Poor performance XenDesktop + NVIDIA GRID K1

Hello,

We’ve set up a PoC server with XenDesktop 7.6, XenServer6.5, nVidia GRID K1 and Windows 7 64bit.

We’ve installed Revit 2014 to test performance. We expected it to perform the same as our desktops which all use nVidia Quadro k600 cards. The performance is much worse. We ran RFOBenchmark on the desktops and on the XenDesktop and apart from the rendering aspect, the desktops got a much better benchmark.

The profile I’m currently using on the grid is K180Q, which should be roughly the same as a k600, right?

I’ve tried following the citrix policies guide on the forums here but the performance is still pretty low. I don’t think it actually made a difference.

Does anyone have any pointers, or places to start looking? What sort of benchmarks does anyone else get with Revit 2014 on XenDesktop?

The Virtual Desktop has:

2 Processors with 4 Cores (Intel Xeon E5-2667v2 @ 3.30GHz)
8GB RAM
K180Q GPU
30GB Hard Drive space (Local storage on xenserver with 10k drives. RAID1)

Our normal desktops:

1 core i7 @ 3.4GHz
8GB RAM
Quadro k600
500gb SATA III 7.2k RPM drive

I though Revit uses Cuda which isn’t leveraged unless you go via GPU passthrough mode as opposed to using a vGPU.

Did you run the benchmark with the Frame Rate Limiter disabled? (vGPU release notes, page 9)

vGPU profiles are all limited to a max of 60fps, even the x80Q profile, so any benchmark that uses frame rate as a factor in it’s final result will be affected by this.

Also, you’ve only given the VM 2 vCPU’s.
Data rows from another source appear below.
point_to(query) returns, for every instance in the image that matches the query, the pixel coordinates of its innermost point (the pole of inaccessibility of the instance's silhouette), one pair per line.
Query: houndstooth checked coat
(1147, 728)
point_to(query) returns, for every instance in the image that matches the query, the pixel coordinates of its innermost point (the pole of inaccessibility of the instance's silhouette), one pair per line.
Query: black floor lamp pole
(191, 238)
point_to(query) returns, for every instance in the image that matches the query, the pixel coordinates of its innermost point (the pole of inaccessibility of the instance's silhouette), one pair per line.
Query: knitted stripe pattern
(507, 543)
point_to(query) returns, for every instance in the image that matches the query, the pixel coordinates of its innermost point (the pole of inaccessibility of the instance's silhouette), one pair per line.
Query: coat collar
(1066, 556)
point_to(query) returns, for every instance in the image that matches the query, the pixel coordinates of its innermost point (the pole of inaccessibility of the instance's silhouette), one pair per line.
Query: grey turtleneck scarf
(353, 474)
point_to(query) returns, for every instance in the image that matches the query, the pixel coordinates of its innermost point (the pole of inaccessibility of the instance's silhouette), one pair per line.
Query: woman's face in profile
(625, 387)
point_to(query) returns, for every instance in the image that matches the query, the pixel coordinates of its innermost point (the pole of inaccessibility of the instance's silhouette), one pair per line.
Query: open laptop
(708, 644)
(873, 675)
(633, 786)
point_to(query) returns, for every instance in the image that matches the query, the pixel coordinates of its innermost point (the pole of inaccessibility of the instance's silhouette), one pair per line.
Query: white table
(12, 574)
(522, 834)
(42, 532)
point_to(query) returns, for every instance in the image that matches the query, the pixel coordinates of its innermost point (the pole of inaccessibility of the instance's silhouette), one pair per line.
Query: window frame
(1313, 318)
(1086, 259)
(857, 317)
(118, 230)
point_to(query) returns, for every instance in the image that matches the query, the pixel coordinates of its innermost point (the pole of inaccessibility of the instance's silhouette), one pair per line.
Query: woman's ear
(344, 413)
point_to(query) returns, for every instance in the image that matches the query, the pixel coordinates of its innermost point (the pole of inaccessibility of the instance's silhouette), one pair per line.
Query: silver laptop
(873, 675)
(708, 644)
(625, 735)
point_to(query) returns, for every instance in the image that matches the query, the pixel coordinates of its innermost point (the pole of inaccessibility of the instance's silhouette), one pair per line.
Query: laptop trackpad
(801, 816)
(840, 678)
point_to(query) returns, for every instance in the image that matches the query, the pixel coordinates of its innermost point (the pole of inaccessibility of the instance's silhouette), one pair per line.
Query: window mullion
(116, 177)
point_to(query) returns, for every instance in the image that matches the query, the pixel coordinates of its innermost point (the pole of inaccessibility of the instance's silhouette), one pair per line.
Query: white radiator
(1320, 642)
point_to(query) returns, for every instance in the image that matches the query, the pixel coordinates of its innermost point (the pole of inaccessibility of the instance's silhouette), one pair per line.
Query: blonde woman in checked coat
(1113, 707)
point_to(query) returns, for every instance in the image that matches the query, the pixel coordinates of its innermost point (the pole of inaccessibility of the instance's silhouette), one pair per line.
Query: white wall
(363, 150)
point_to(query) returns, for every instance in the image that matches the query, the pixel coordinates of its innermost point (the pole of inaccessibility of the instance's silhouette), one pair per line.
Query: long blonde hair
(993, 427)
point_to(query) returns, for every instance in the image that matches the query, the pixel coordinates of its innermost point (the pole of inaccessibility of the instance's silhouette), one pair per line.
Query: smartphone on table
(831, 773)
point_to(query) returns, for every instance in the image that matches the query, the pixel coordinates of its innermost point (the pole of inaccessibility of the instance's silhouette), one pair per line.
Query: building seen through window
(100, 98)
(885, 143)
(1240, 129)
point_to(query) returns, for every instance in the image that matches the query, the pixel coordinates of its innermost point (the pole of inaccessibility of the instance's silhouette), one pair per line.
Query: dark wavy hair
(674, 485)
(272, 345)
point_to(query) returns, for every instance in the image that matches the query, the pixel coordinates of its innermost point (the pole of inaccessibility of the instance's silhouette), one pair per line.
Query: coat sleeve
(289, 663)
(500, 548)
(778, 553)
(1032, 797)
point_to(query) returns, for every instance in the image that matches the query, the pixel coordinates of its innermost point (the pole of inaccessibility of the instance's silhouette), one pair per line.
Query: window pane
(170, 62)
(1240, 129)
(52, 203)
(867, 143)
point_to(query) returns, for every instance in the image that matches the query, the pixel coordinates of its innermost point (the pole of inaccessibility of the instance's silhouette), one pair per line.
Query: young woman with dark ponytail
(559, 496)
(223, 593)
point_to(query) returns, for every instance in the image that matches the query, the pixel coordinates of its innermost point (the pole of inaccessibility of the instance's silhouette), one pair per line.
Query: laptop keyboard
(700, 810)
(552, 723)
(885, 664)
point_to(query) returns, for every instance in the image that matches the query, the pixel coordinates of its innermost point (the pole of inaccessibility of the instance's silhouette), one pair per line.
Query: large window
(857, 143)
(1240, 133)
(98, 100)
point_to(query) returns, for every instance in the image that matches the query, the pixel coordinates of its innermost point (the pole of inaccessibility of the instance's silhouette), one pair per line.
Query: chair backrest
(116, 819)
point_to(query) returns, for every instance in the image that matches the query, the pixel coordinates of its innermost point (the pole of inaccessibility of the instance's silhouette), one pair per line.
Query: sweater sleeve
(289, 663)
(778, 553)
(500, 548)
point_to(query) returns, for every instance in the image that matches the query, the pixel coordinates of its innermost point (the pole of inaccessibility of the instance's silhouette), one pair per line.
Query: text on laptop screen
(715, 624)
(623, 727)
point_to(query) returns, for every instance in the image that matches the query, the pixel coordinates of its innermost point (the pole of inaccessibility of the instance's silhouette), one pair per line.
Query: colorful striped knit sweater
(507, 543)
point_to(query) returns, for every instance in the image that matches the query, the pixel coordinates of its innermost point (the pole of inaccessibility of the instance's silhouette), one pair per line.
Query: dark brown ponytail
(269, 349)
Best practice is minimum of 4, you have to allow for the HDX encoding (ctxgfx.exe) which when expected to deliver 30-60fps down to the client will consume a whole vCPU. You’re effectively trying to run the OS and the applications on a single vCPU.

Since Revit is CPU intensive, give it more vCPU’s.

And finally… Though you have 10K drives, how many other VM’s are accessing these drives at the same time affecting the IO queue? Have you implemented any IO acceleration technologies to offset the fact that you’ll have multiple VM’s on the same drives? This will come into play much more when you move to multi vm testing and production usage.

Hi Guys,

Thanks for your replies.

Is that true regarding CUDA cores and revit?

I’ll have a try with the Frame Rate Limited disabled and see what it does.

I’ve actually given the VM 8 vCPU’s. It’s just presented as 2 sockets with 4 cores. Windows can’t have more than 2 sockets I thought? I tried to give it 6 sockets with 2 cores each but it still only displays 2 sockets with 4 cores.

We don’t have any IO acceleration at the moment, however we are running just one virtual machine at the moment to test the maximum possible performance, which is why we’ve been a bit startled with the results so far.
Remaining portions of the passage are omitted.